Sahabeden Ebu Zer (r.a.), Peygamberimizin Rabbinden şöyle rivayette bulunduğunu bildirmiştir: “Ey Kullarım! Siz gece ve gündüz günah işliyorsunuz. Ben günahların hepsini bağışlarım. Bu sebeple benden af ve mağfiret isteyin ki sizi bağışlayayım.” (Müslim, Birr, 54) “Ey kullarım! Benim koruduğum kimse hariç hepiniz günahkârsınız. Bu sebeple benden bağışlanma isteyiniz ki sizi bağışlayayım. Sizden kim Benim bağışlamaya kadir olduğumu bilir ve Benden kudretimle bağışlanma dilerse onu bağışlarım.” (İbn Mâce, Zühd, 30)
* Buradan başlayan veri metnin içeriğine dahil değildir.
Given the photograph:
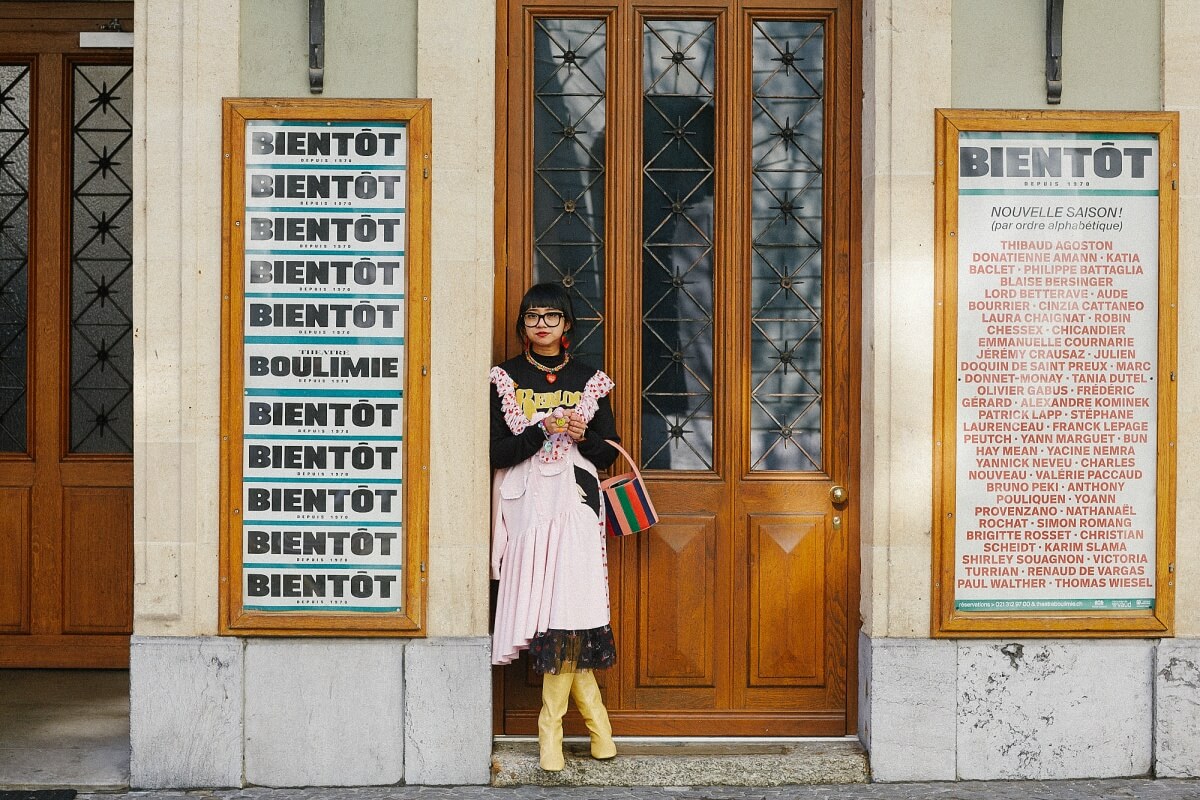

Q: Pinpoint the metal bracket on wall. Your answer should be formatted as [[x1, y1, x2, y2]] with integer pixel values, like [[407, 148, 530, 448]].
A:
[[308, 0, 325, 95], [1046, 0, 1064, 106]]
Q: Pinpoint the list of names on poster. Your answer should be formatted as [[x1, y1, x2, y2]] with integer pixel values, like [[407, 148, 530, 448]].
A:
[[241, 121, 408, 613], [955, 134, 1158, 610]]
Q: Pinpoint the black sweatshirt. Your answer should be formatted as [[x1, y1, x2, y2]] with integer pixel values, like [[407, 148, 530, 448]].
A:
[[488, 354, 620, 469]]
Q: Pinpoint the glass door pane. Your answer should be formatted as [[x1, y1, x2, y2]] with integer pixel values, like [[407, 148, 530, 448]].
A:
[[533, 18, 607, 366], [0, 65, 29, 452], [71, 65, 133, 453]]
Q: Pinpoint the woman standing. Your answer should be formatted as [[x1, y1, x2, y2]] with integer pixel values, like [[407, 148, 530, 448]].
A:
[[490, 283, 619, 771]]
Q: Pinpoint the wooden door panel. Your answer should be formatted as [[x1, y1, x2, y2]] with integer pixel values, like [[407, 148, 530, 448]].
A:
[[746, 515, 827, 687], [0, 486, 32, 633], [637, 515, 720, 688], [62, 487, 133, 633]]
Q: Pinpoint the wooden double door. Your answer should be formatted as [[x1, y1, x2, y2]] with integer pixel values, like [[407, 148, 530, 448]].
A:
[[0, 2, 133, 667], [496, 0, 860, 735]]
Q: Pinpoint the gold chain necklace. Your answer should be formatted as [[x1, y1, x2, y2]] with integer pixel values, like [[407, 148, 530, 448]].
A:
[[526, 350, 571, 384]]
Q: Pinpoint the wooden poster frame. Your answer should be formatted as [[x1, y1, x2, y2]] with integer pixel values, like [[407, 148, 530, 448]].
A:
[[931, 109, 1180, 638], [218, 98, 432, 637]]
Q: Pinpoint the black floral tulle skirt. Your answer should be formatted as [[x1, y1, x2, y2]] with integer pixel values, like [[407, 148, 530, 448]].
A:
[[529, 625, 617, 675]]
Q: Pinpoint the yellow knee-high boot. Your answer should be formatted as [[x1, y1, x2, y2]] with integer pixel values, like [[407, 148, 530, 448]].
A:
[[571, 669, 617, 758], [538, 672, 575, 772]]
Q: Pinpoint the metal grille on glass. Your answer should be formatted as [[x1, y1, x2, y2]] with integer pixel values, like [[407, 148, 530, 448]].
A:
[[0, 65, 29, 452], [642, 19, 716, 470], [750, 20, 824, 471], [71, 65, 133, 453], [533, 18, 607, 366]]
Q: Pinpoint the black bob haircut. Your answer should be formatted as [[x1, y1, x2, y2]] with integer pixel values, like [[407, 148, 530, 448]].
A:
[[516, 283, 575, 342]]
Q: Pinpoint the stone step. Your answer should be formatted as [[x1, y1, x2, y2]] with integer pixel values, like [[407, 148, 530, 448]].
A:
[[492, 736, 868, 787]]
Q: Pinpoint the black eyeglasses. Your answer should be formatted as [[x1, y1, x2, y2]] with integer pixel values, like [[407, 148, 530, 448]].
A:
[[522, 311, 563, 327]]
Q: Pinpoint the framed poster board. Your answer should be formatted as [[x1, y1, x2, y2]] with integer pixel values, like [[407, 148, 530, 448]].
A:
[[931, 110, 1178, 637], [220, 98, 431, 636]]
Bu hadisler hem insanların her zaman günah işleyebileceklerini hem de Allah’ın af ve mağfiretinin çokluğunu, kulun Allah’a yönelmesi hâlinde gece-gündüz her zaman ve her mekânda onu bağışlayabileceğini beyan etmektedir. Bu itibarla günah işleyen insan, işlediği günah ne kadar çok ne kadar büyük olursa olsun günahlarına şartlarına uygun tövbe eder ve Allah’tan af ve mağfiret dilerse Allah onu bağışlar. Dünyada Allah’ın affetmediği hiçbir günah yoktur. İster şirk, nifak, ayetleri yalanlama ve alay gibi inkâr olan günahlar olsun; ister içki, kumar, zina, hırsızlık, yalan ve gıybet gibi haramlar olsun; isterse namaz, oruç, hac, zekât ve zikir gibi farzları terk etmek olsun, tövbe edildiği zaman Allah kulunu bağışlar. İnkârın tövbesi iman etmek, isyanın tövbesi; günaha pişmanlık duyup Allah ve peygambere itaate başlamak, hayat tarzını İslam’a uygun hâle getirmek, salih ameller işlemek, haram ve günahlardan sakınmaktır. Kul hakkı içeren günahlardan kurtulabilmek için ayrıca hak sahibine hakkını ödemek ve helallik almak gerekir.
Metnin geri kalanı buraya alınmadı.